As Kontoor prepares for a future without Lee, Wrangler is expected to play an even bigger role in the business.

UBS analysts led by Mauricio Serna said resources freed from the Lee sale could help expand Wrangler in areas where the brand remains underdeveloped. Those opportunities include women’s apparel and direct-to-consumer sales.

The analysts believe Wrangler could eventually become a middle-single-digit growth business if the company invests more aggressively behind the brand.

That possibility matters because Wrangler already holds a strong position in denim and Western-inspired fashion. Greater investment in digital channels and product expansion could help the label reach a broader audience.

Meanwhile, Kontoor continues to see long-term opportunity in Helly Hansen. The outdoor brand could benefit from wider distribution through Dick’s House of Sport stores, potentially increasing its visibility in the U.S. market.

Helly Hansen faces mixed expectations

Despite management’s optimism, not all analysts are convinced about Helly Hansen’s growth outlook.

In a follow-up note, Vasilescu argued that the brand has struggled to generate meaningful momentum in recent years. According to his estimates, Helly Hansen declined in fiscal 2024, recorded only low-single-digit growth in 2025 and failed to meet expectations during the latest quarter.

He also questioned whether Kontoor can realistically double Helly Hansen’s EBIT margin over time if revenue growth remains weak.

Even so, Kontoor believes a leaner portfolio will position the company more effectively for the future. By focusing on fewer brands, management hopes to sharpen execution, improve profitability and direct investment toward businesses with stronger long-term potential.

The strategy reflects a broader shift across the apparel sector. Many companies are reevaluating brand portfolios as consumer preferences change and competition intensifies.

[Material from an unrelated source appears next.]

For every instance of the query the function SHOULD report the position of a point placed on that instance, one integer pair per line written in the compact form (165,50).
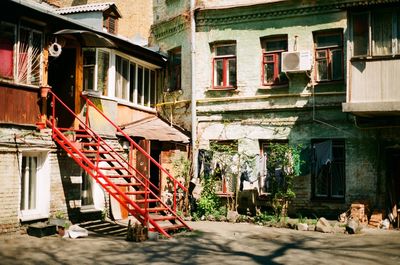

VF Corp.’s decision to buy Supreme for more than $2 billion in 2020 before selling it less than four years later for $1.5 billion highlighted how quickly priorities can shift in the fashion industry.

Kontoor now faces a similar moment. Investors will closely watch whether the company can successfully complete the Lee sale while turning Wrangler and Helly Hansen into stronger long-term growth engines.